Re: PCI MSI issue with reinserting a driver

From: Marc Zyngier
Date: Mon Feb 01 2021 - 13:51:20 EST


Hi John,

On Mon, 01 Feb 2021 18:34:59 +0000,
John Garry <john.garry@xxxxxxxxxx> wrote:
>
> Just a heads-up, by chance I noticed that I can't re-insert a specific
> driver on v5.11-rc6:
>
> [ 64.356023] hisi_dma 0000:7b:00.0: Adding to iommu group 31
> [ 64.368627] hisi_dma 0000:7b:00.0: enabling device (0000 -> 0002)
> [ 64.384156] hisi_dma 0000:7b:00.0: Failed to allocate MSI vectors!
> [ 64.397180] hisi_dma: probe of 0000:7b:00.0 failed with error -28
>
> That's with CONFIG_DEBUG_TEST_DRIVER_REMOVE=y
>
> Bisect tells me that this is the first bad commit:
> 4615fbc3788d genirq/irqdomain: Don't try to free an interrupt that has
> no mapping
>
> The relevant driver code is
> https://git.kernel.org/pub/scm/linux/kernel/git/torvalds/linux.git/tree/drivers/dma/hisi_dma.c#n547
>
> That driver only allocates 30 MSI, so maybe there's a problem with not
> allocating (and freeing) all 32 MSI.

Are they Multi-MSI (and not MSI-X)?

> I'll have a bit more of a look tomorrow.

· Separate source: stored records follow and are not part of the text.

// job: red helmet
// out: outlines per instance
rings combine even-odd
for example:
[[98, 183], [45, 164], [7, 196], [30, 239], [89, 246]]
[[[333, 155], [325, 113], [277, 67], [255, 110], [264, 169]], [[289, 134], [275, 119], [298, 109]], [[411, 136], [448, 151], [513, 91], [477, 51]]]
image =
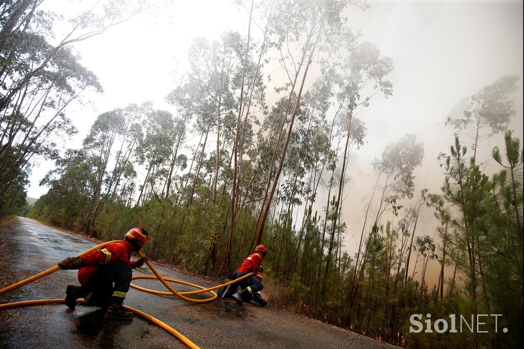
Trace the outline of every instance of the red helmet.
[[127, 232], [126, 234], [126, 237], [131, 239], [141, 241], [144, 244], [147, 244], [147, 240], [149, 238], [149, 234], [144, 228], [136, 226], [134, 228], [131, 228], [129, 231]]
[[258, 245], [257, 247], [255, 247], [255, 252], [262, 252], [263, 253], [266, 253], [267, 251], [267, 248], [266, 248], [264, 245]]

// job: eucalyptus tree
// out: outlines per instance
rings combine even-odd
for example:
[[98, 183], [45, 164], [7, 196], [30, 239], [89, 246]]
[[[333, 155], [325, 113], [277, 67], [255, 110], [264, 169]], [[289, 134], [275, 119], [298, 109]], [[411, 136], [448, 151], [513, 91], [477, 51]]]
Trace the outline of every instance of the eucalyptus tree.
[[14, 178], [37, 157], [53, 158], [62, 135], [76, 130], [66, 112], [85, 90], [101, 91], [96, 77], [80, 65], [79, 58], [63, 50], [35, 84], [17, 95], [14, 104], [0, 116], [0, 200]]
[[204, 135], [190, 202], [203, 163], [208, 135], [213, 129], [216, 132], [216, 151], [212, 191], [213, 201], [216, 200], [221, 163], [221, 125], [224, 116], [236, 110], [235, 94], [239, 89], [237, 75], [244, 47], [240, 35], [232, 31], [224, 34], [220, 42], [201, 37], [195, 39], [188, 52], [190, 69], [185, 80], [167, 97], [187, 117], [195, 118], [195, 130]]
[[2, 205], [6, 193], [13, 191], [9, 187], [25, 180], [31, 159], [54, 158], [58, 151], [53, 141], [62, 134], [74, 133], [66, 107], [85, 90], [102, 90], [96, 77], [79, 63], [71, 45], [102, 34], [150, 7], [137, 1], [97, 4], [70, 18], [70, 30], [54, 44], [49, 39], [54, 37], [55, 23], [61, 18], [39, 10], [42, 2], [0, 4]]
[[[166, 111], [151, 110], [145, 121], [145, 134], [137, 147], [136, 152], [140, 163], [147, 163], [147, 173], [140, 188], [137, 205], [143, 196], [147, 199], [149, 193], [158, 196], [158, 181], [166, 179], [168, 170], [166, 166], [170, 163], [173, 145], [177, 135], [174, 132], [173, 115]], [[170, 163], [169, 165], [170, 167]]]
[[[337, 37], [340, 35], [345, 21], [345, 18], [342, 15], [342, 10], [347, 5], [345, 2], [333, 1], [318, 2], [303, 0], [299, 3], [298, 4], [282, 3], [282, 6], [285, 7], [285, 10], [280, 11], [279, 13], [281, 17], [278, 18], [278, 23], [279, 26], [277, 32], [279, 36], [278, 47], [282, 58], [280, 61], [285, 71], [288, 72], [289, 79], [289, 82], [282, 88], [282, 90], [285, 90], [289, 87], [290, 88], [291, 91], [289, 92], [286, 112], [282, 115], [281, 126], [273, 151], [270, 165], [270, 174], [267, 180], [264, 200], [255, 225], [256, 238], [252, 241], [250, 244], [252, 246], [254, 242], [255, 244], [258, 244], [262, 237], [271, 200], [282, 172], [294, 118], [299, 108], [304, 82], [308, 76], [310, 66], [313, 61], [313, 54], [316, 52], [318, 49], [328, 54], [334, 50], [331, 38]], [[367, 7], [366, 4], [360, 2], [352, 2], [351, 5], [363, 9]], [[282, 49], [289, 47], [290, 44], [292, 47], [296, 47], [297, 51], [300, 52], [300, 58], [297, 62], [295, 62], [293, 58], [293, 54], [291, 52], [288, 52], [289, 55], [286, 55], [287, 59], [289, 59], [290, 61], [281, 56]], [[290, 64], [289, 68], [287, 64]], [[301, 72], [302, 68], [303, 72], [302, 73], [302, 80], [300, 85], [297, 86], [298, 78]], [[298, 88], [296, 92], [296, 87]], [[294, 105], [291, 110], [290, 102], [292, 100], [294, 101]], [[289, 119], [289, 122], [287, 122], [288, 115]], [[272, 179], [271, 174], [276, 158], [277, 148], [282, 134], [285, 130], [284, 126], [286, 123], [287, 134], [283, 143], [282, 155], [275, 171], [275, 178]]]
[[[20, 2], [17, 2], [22, 5]], [[21, 2], [23, 5], [26, 5], [26, 1]], [[33, 80], [38, 79], [57, 55], [59, 55], [64, 49], [67, 49], [69, 46], [100, 35], [108, 28], [128, 20], [152, 6], [148, 2], [136, 0], [111, 0], [104, 4], [96, 4], [70, 18], [68, 21], [71, 25], [70, 29], [58, 44], [55, 46], [48, 43], [45, 37], [42, 35], [43, 33], [39, 31], [41, 29], [39, 25], [43, 24], [43, 27], [48, 31], [46, 34], [49, 35], [50, 32], [52, 32], [52, 18], [53, 17], [53, 15], [50, 16], [49, 14], [35, 12], [35, 9], [41, 3], [41, 2], [37, 1], [31, 2], [28, 6], [23, 6], [23, 7], [25, 7], [23, 9], [20, 9], [16, 6], [12, 7], [10, 8], [11, 16], [9, 19], [13, 19], [12, 23], [15, 21], [16, 19], [16, 23], [19, 25], [15, 24], [12, 27], [10, 25], [5, 25], [2, 28], [4, 32], [1, 34], [2, 41], [0, 43], [3, 45], [0, 46], [0, 52], [4, 58], [7, 58], [4, 64], [13, 67], [16, 69], [16, 72], [13, 73], [13, 72], [11, 72], [9, 80], [4, 80], [5, 82], [8, 82], [8, 85], [2, 86], [0, 111], [4, 111], [6, 108], [9, 108], [9, 104], [18, 91], [32, 84]], [[7, 3], [5, 4], [7, 5]], [[18, 16], [20, 10], [23, 10], [24, 14]], [[17, 17], [17, 19], [16, 18]], [[42, 17], [45, 18], [43, 23], [41, 21]], [[9, 19], [5, 25], [8, 24]], [[32, 64], [19, 70], [17, 67], [19, 59], [17, 57], [18, 55], [14, 52], [19, 46], [18, 43], [19, 42], [19, 36], [21, 35], [23, 36], [26, 34], [30, 36], [36, 35], [39, 37], [39, 40], [45, 45], [38, 47], [38, 54], [34, 57], [35, 59]]]
[[96, 160], [83, 149], [67, 150], [40, 181], [40, 185], [49, 190], [37, 200], [35, 207], [39, 208], [32, 215], [68, 229], [88, 226], [96, 188]]
[[113, 155], [113, 146], [117, 137], [126, 130], [126, 118], [122, 109], [103, 113], [97, 117], [83, 146], [87, 156], [92, 159], [94, 181], [91, 198], [89, 217], [85, 228], [94, 236], [96, 219], [100, 212], [100, 199], [107, 165]]
[[[382, 193], [378, 210], [374, 220], [373, 229], [378, 226], [379, 219], [384, 212], [390, 210], [395, 215], [398, 214], [398, 210], [401, 208], [398, 202], [404, 198], [411, 198], [413, 197], [413, 190], [414, 188], [414, 177], [413, 176], [413, 171], [422, 164], [423, 154], [424, 148], [422, 143], [417, 141], [414, 135], [408, 134], [396, 143], [388, 145], [382, 153], [381, 158], [375, 160], [374, 163], [374, 168], [375, 172], [377, 172], [377, 177], [380, 178], [384, 176], [385, 178], [383, 180], [384, 181], [383, 182]], [[390, 181], [391, 179], [392, 179], [392, 182]], [[377, 183], [378, 182], [377, 180]], [[425, 197], [423, 194], [422, 197]], [[423, 203], [425, 201], [421, 202]], [[419, 207], [422, 204], [421, 202], [418, 203]], [[415, 211], [412, 210], [411, 212], [413, 214], [416, 214]], [[409, 226], [412, 219], [412, 217], [411, 217], [407, 220], [407, 226]], [[367, 259], [367, 251], [364, 248], [361, 263], [360, 264], [358, 263], [362, 252], [362, 242], [364, 241], [365, 223], [364, 224], [364, 227], [363, 227], [361, 233], [361, 243], [359, 244], [357, 253], [356, 267], [353, 275], [351, 291], [353, 295], [352, 302], [356, 297], [359, 280], [362, 278], [362, 275], [364, 272]], [[407, 230], [407, 228], [405, 230]], [[404, 234], [405, 237], [407, 236], [407, 234]], [[404, 245], [402, 246], [403, 247]], [[403, 252], [401, 253], [403, 253]], [[398, 268], [400, 268], [400, 263]]]

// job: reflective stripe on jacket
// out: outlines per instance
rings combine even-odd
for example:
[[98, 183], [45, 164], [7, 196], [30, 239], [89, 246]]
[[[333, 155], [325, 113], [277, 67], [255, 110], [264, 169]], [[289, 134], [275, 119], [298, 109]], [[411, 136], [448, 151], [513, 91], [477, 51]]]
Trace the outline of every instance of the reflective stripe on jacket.
[[238, 272], [251, 272], [256, 268], [260, 268], [264, 256], [260, 252], [255, 252], [247, 256], [238, 268]]
[[85, 285], [101, 265], [129, 264], [134, 268], [135, 261], [129, 261], [131, 253], [134, 250], [131, 244], [123, 240], [81, 257], [84, 266], [78, 270], [78, 281], [80, 281], [80, 285]]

Here's my suspicion: two of the interrupts are mapped in the low-level
domain (the ITS, I'd expect in your case), but they have never been
mapped at the higher level.

On teardown, we only get rid of the 30 that were actually mapped, and
leave the last two dangling in the ITS domain, and thus the ITS device
resources are never freed. On reload, we request another 32
interrupts, which can't be satisfied for this device.

Assuming I got it right, the question is: why weren't these interrupts
mapped in the PCI domain the first place. And if I got it wrong, I'm
even more curious!

Thanks,

M.

--
Without deviation from the norm, progress is not possible.